Vale growers to go head to head in Evesham's own World Cup

Growers United FC mascot Horti with Pershore College's Agri. The two represent the merger of the businesses and hope to inspire more people to embrace the Vale's famous industry.

Growers United FC mascot Horti with Pershore College's Agri as they wed at the weekend. The two represent the merger of the businesses and hope to inspire more people to embrace the Vale's famous industry.

Agri, from Pershore College wed Horti, the Growers United FC mascot at the weekend.

First published in News

AS eyes turn to Brazil and our boys overseas many Vale workers will be limbering up for their own hotly anticipated matches when Evesham hosts its very own mini World Cup.
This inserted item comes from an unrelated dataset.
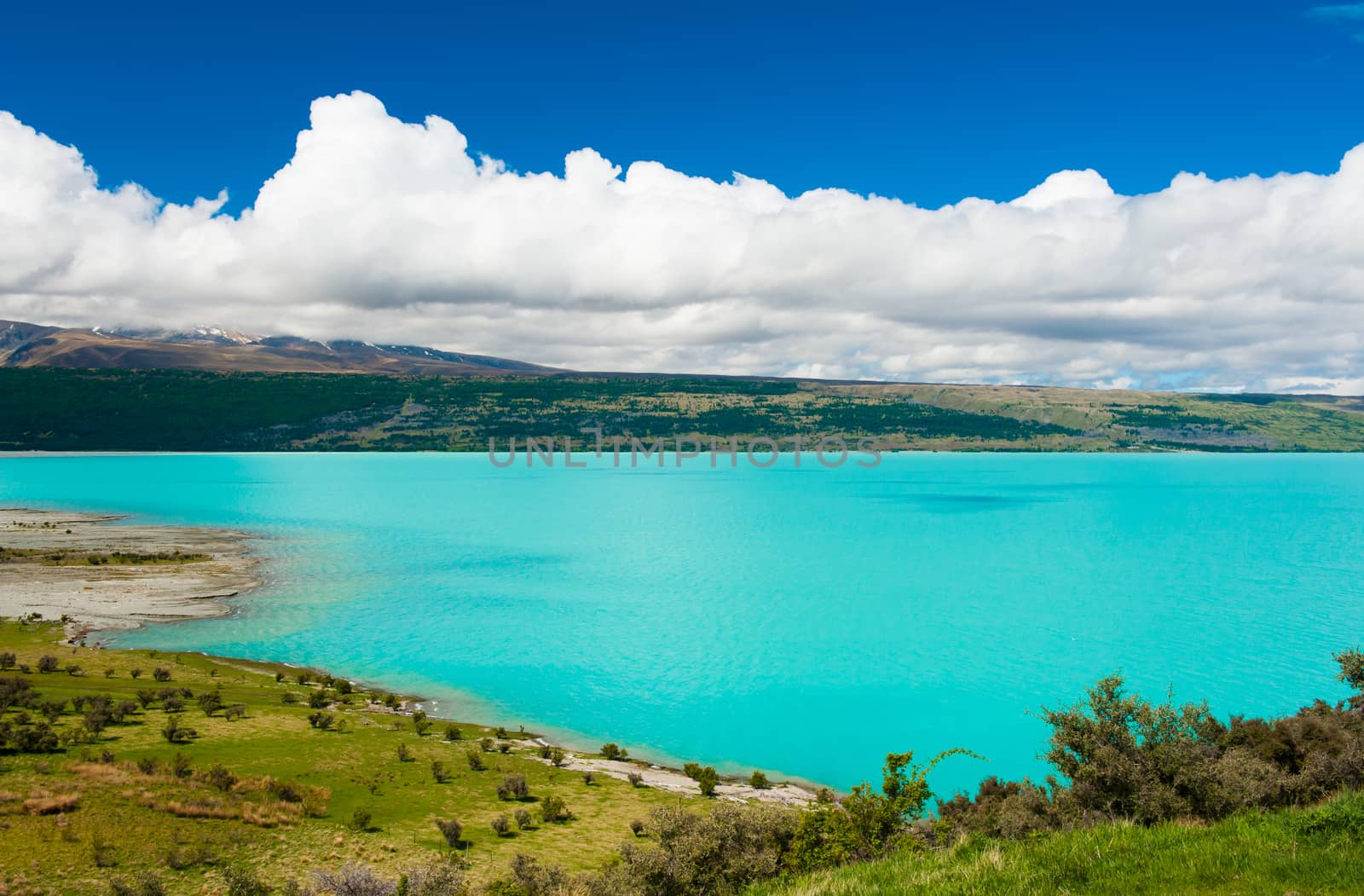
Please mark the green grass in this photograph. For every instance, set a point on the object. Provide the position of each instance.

The annual Growers United FC tournament will see 32 teams - the same number as in the World Cup - from businesses around the Vale go head to head on the pitch.

The star turn of the event on June 28 and 29 will be the game between Growers United and the West Bromwich and Midlands All Stars team.
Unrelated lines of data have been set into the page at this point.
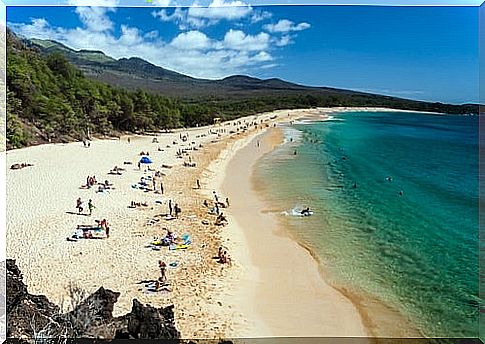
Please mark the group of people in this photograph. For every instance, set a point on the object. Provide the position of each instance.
(105, 226)
(19, 166)
(80, 206)
(223, 257)
(174, 210)
(91, 181)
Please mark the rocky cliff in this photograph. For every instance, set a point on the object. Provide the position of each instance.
(35, 317)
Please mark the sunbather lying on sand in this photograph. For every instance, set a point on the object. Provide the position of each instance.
(19, 166)
(221, 220)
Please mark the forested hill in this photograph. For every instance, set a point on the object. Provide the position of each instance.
(51, 100)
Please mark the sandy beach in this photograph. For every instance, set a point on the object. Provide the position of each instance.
(272, 288)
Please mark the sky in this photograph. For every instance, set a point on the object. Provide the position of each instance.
(425, 53)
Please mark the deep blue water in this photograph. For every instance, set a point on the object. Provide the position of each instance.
(416, 251)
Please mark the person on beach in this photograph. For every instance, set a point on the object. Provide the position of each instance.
(177, 210)
(305, 212)
(90, 206)
(163, 271)
(221, 220)
(79, 205)
(105, 226)
(219, 253)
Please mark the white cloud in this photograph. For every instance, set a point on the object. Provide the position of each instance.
(95, 18)
(260, 16)
(192, 53)
(262, 56)
(93, 3)
(284, 41)
(199, 17)
(162, 3)
(238, 40)
(285, 25)
(219, 10)
(151, 35)
(191, 40)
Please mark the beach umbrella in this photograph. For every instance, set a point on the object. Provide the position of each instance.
(146, 160)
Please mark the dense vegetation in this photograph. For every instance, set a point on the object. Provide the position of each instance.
(48, 99)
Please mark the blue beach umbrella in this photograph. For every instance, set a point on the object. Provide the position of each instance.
(145, 160)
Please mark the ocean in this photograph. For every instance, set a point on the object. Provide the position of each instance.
(395, 202)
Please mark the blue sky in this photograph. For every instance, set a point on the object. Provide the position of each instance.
(426, 53)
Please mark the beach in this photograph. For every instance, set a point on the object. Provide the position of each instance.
(272, 288)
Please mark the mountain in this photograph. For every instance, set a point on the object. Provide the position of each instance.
(134, 73)
(57, 94)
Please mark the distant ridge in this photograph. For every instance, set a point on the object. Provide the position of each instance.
(136, 73)
(125, 72)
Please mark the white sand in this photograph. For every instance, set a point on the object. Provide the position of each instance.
(256, 293)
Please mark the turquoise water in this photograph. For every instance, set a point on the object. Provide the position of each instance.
(416, 252)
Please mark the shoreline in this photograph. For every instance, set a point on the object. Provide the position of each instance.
(378, 319)
(317, 308)
(206, 295)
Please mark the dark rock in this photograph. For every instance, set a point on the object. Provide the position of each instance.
(34, 315)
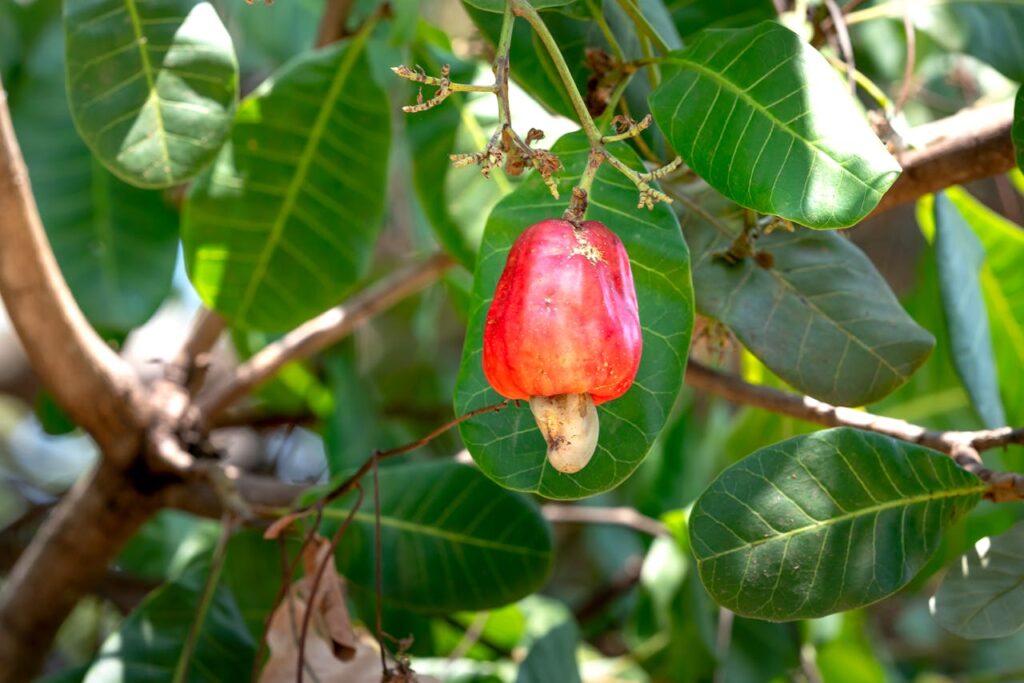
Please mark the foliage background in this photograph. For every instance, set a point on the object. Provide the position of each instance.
(632, 606)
Then the tournament takes place over the weekend, the group stages on the Saturday and the quarters, semis and final on Sunday.

The aim of the event is to bring together a range of nationalities, cultures and businesses to build understanding and forge economically beneficial links.

This was demonstrated at the weekend when the Growers United mascot Horti tied the knot with WAG Agri, who represents agriculture and links between the growers and Pershore College.

The event highlighted the ideals behind the event, first set up by Tomasz Piotrowski, the Worcestershire migration and integration in rural areas project co-ordinator.

In 2012 Bal Padda, owner of Vicarage Nurseries Ltd in Bretforton, came on board and since then the event has grown a great deal.

This year's tournament will be the biggest yet with children's and ladies teams getting involved, a variety of activities over the weekend and a fine food market taking place with an international twist.

Mr Piotrowski said: "The wedding was about involving agriculture because of the college and what they teach but also about putting a positive message out there about the local market growers and the industry itself so young people can see it as a choice for their future.

"It now leads to the weekend in June. It is a good way of businesses getting together and doing business.

"The economic benefit is the leading thought but from the community cohesion point of view it's also very important.

"It is also about appreciating what these people do for our economy. This is what makes the Vale of Evesham what it is."

The event will also raise money for Birmingham Children?s Hospital and Cancer Research UK.

Mr Padda said he sees it as a way to build essential links between growers.

"If we work together it's better," he said. "It also encourages youngsters to see what we do and perhaps they think this is something I could do.

"The most beautiful part is the fun part. There is so many different people and nationalities there and people from the council leader to me.

"The Vale of Evesham is a brilliant place to live and work. It is important to keep the event here and support the local area like it has supported us."